Friends in Beloved Community,
Today's Supreme Court ruling--gutting "affirmative" action--is another blow to the democratic experiment in our country, and marks a terrible victory for the politics of division, grievance and white privilege.
I believe that we are called--Children of God, friends of Jesus--to radically resilient hope; but today's ruling tests that hope anew. And we cannot be silent or cynical in our response. We are named Christian because we take Christ's commitments as our very own--and these commitments insist on action for justice, equality and reparations for the terrible racism and oppression at the heart of our national story. This moment requires our courage. And action.
Perhaps most devastating, this morning, is the way in which the Court's ruling came to pass. Much like the ruling overturning Roe v. Wade, this one is the result of right-wing strategy and political manipulation. That same right-wing recognized that the American people want to protect women's reproductive rights and freedoms. So they set about rebuilding the Supreme Court in their own image--denying Barack Obama's pick when Justice Scalia died, and filling spots quickly and brazenly during Trump's misguided presidency. They've succeeded in seating a Supreme Court whose values are decidedly unpopular and (most importantly) grounded in right-wing ideology and religion. That's not who we are. And that's not how our democracy will survive and thrive. This may be Mitch McConnell's Court. It may be Donald Trump's Court. It's clear today that it's not the American people's Court.

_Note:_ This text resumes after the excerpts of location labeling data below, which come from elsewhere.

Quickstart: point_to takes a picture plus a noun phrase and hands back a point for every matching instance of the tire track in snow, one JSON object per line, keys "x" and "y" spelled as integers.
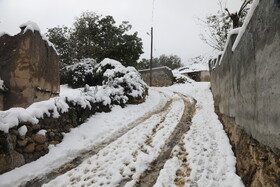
{"x": 39, "y": 181}
{"x": 130, "y": 155}
{"x": 149, "y": 177}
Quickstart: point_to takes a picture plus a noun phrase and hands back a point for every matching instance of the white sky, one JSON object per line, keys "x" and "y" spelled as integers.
{"x": 175, "y": 21}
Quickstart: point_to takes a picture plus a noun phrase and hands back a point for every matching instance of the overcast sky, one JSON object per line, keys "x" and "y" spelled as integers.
{"x": 175, "y": 21}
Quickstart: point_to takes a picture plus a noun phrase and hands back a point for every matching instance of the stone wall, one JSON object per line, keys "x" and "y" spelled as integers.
{"x": 161, "y": 76}
{"x": 29, "y": 68}
{"x": 246, "y": 89}
{"x": 199, "y": 76}
{"x": 17, "y": 150}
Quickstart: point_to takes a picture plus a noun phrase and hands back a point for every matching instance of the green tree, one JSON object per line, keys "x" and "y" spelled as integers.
{"x": 98, "y": 37}
{"x": 171, "y": 61}
{"x": 217, "y": 26}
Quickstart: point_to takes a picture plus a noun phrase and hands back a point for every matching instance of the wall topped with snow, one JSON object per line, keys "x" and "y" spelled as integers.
{"x": 161, "y": 76}
{"x": 29, "y": 66}
{"x": 245, "y": 79}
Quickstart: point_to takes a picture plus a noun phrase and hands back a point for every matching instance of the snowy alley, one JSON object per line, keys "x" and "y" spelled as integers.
{"x": 150, "y": 144}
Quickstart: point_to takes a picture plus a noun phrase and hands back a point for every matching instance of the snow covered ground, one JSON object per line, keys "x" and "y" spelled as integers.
{"x": 202, "y": 158}
{"x": 209, "y": 154}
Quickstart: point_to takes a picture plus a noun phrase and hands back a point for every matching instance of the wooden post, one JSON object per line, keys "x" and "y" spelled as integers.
{"x": 151, "y": 60}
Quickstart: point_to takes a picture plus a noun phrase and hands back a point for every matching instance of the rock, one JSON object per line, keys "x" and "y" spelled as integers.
{"x": 51, "y": 134}
{"x": 54, "y": 142}
{"x": 36, "y": 127}
{"x": 67, "y": 128}
{"x": 38, "y": 138}
{"x": 40, "y": 147}
{"x": 22, "y": 137}
{"x": 30, "y": 148}
{"x": 8, "y": 162}
{"x": 22, "y": 143}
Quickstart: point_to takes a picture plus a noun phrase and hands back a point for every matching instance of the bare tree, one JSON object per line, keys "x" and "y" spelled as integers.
{"x": 217, "y": 26}
{"x": 235, "y": 17}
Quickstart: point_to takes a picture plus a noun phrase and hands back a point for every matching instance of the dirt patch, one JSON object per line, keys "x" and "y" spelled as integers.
{"x": 149, "y": 177}
{"x": 257, "y": 165}
{"x": 94, "y": 150}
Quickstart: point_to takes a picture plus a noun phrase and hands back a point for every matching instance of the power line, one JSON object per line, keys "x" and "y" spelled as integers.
{"x": 151, "y": 60}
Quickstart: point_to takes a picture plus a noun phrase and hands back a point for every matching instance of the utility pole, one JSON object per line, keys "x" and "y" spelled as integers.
{"x": 151, "y": 60}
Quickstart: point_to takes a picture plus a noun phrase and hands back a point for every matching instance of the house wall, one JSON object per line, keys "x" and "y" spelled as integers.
{"x": 246, "y": 90}
{"x": 29, "y": 68}
{"x": 161, "y": 76}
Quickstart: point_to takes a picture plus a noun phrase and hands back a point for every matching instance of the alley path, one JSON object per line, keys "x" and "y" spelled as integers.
{"x": 173, "y": 139}
{"x": 125, "y": 160}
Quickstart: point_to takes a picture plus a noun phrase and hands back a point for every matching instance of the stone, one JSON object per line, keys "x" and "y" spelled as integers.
{"x": 38, "y": 138}
{"x": 10, "y": 161}
{"x": 29, "y": 68}
{"x": 67, "y": 128}
{"x": 40, "y": 147}
{"x": 36, "y": 127}
{"x": 30, "y": 148}
{"x": 22, "y": 143}
{"x": 54, "y": 142}
{"x": 22, "y": 137}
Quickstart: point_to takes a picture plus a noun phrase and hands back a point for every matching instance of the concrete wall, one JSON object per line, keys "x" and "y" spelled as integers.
{"x": 199, "y": 76}
{"x": 29, "y": 68}
{"x": 1, "y": 101}
{"x": 245, "y": 83}
{"x": 161, "y": 76}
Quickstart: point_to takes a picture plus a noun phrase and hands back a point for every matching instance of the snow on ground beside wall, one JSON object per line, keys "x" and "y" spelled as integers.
{"x": 2, "y": 86}
{"x": 210, "y": 156}
{"x": 115, "y": 162}
{"x": 99, "y": 127}
{"x": 246, "y": 22}
{"x": 66, "y": 91}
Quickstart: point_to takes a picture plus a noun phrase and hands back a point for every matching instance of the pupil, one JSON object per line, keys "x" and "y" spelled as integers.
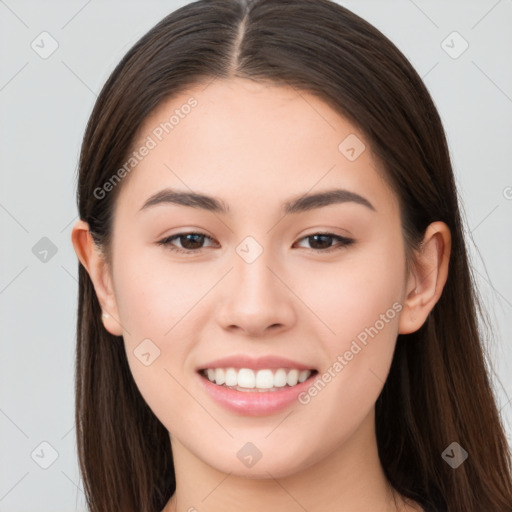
{"x": 326, "y": 238}
{"x": 195, "y": 243}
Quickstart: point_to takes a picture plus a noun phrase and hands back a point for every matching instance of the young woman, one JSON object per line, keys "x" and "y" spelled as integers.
{"x": 275, "y": 306}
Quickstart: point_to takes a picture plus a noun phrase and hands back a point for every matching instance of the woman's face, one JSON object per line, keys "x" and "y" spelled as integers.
{"x": 254, "y": 284}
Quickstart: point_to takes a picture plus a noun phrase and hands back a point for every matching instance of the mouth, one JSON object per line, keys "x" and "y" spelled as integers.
{"x": 261, "y": 380}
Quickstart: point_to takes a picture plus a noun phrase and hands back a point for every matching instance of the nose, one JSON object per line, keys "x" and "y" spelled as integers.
{"x": 257, "y": 300}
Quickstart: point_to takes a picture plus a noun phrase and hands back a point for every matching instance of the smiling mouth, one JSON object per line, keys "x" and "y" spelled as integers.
{"x": 264, "y": 380}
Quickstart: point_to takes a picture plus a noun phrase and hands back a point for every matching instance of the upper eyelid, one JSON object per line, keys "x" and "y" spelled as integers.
{"x": 185, "y": 233}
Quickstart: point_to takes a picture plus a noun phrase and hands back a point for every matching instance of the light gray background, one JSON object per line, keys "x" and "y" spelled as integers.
{"x": 44, "y": 105}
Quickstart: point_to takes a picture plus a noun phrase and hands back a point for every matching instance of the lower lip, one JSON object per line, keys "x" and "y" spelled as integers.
{"x": 255, "y": 403}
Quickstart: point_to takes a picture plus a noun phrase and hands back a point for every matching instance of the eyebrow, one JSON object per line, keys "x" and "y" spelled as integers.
{"x": 296, "y": 205}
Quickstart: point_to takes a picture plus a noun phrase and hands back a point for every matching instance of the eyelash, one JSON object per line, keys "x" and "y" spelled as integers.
{"x": 166, "y": 242}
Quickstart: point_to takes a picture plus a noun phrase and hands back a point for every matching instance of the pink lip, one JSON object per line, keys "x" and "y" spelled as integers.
{"x": 255, "y": 363}
{"x": 254, "y": 403}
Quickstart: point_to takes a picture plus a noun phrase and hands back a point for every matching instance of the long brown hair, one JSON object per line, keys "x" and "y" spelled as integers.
{"x": 438, "y": 390}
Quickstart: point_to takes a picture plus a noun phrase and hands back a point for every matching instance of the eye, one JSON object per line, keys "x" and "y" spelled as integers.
{"x": 192, "y": 242}
{"x": 321, "y": 242}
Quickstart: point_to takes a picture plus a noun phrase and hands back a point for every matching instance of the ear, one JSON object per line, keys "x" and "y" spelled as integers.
{"x": 427, "y": 278}
{"x": 94, "y": 262}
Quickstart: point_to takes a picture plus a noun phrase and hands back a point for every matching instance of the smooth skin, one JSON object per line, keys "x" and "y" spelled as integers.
{"x": 256, "y": 146}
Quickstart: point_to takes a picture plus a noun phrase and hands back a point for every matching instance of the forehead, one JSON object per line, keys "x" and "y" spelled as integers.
{"x": 238, "y": 138}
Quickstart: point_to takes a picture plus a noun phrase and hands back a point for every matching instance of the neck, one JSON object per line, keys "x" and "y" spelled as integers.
{"x": 348, "y": 479}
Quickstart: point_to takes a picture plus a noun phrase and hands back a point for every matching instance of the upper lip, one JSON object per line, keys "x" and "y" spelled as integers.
{"x": 255, "y": 363}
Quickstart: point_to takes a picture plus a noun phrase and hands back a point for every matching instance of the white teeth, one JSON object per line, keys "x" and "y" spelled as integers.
{"x": 231, "y": 377}
{"x": 260, "y": 380}
{"x": 220, "y": 376}
{"x": 246, "y": 378}
{"x": 264, "y": 379}
{"x": 303, "y": 375}
{"x": 293, "y": 377}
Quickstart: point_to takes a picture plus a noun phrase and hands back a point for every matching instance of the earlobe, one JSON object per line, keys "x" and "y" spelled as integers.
{"x": 91, "y": 258}
{"x": 427, "y": 277}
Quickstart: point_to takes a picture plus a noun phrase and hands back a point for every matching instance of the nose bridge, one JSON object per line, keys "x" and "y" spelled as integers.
{"x": 256, "y": 298}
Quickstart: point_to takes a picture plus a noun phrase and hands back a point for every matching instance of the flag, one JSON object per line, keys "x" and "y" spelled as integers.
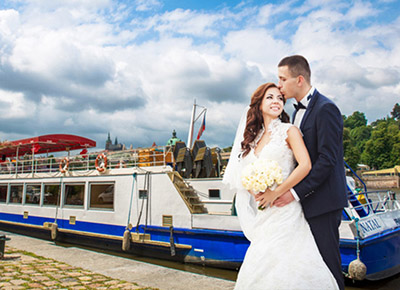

In her own powerful dessent, Justice Ketanji Brown Jackson writes that the majority has "detached itself from this country's actual past and present experiences." This is a pointed and even devastating critique. According to CNN, Justice Sonia Sotomayor spoke from the bench this morning and "talked about the profound mistake that the majority is making here. She said it would close the doors of opportunity to people across the nation--for schools, for business, for the military..."
To the church today, I offer this: We have work to do. We must bear witness.
We can and we must hear the pain, the anger and the profound fear coming from communities of color across the nation. We can and we must speak truth to power in this moment. In these days of distrust and division, we must dig deep and find anew the hope that is planted within us. We see before us a world of shared prosperity, equal opportunity and racial and economic justice. We hear in our own tradition a loud and clarion call to participate in the dismantling of white privilege and then to build that new world of communion and community for all. We will find allies to do this work in a robust and decidedly American spirit--fueled by democratic hope, inspired by democratic pioneers and awake to the presence of the divine in all peoples, races, traditions and faiths.
As Justice Sotomayor said from the bench this morning: "We shall overcome."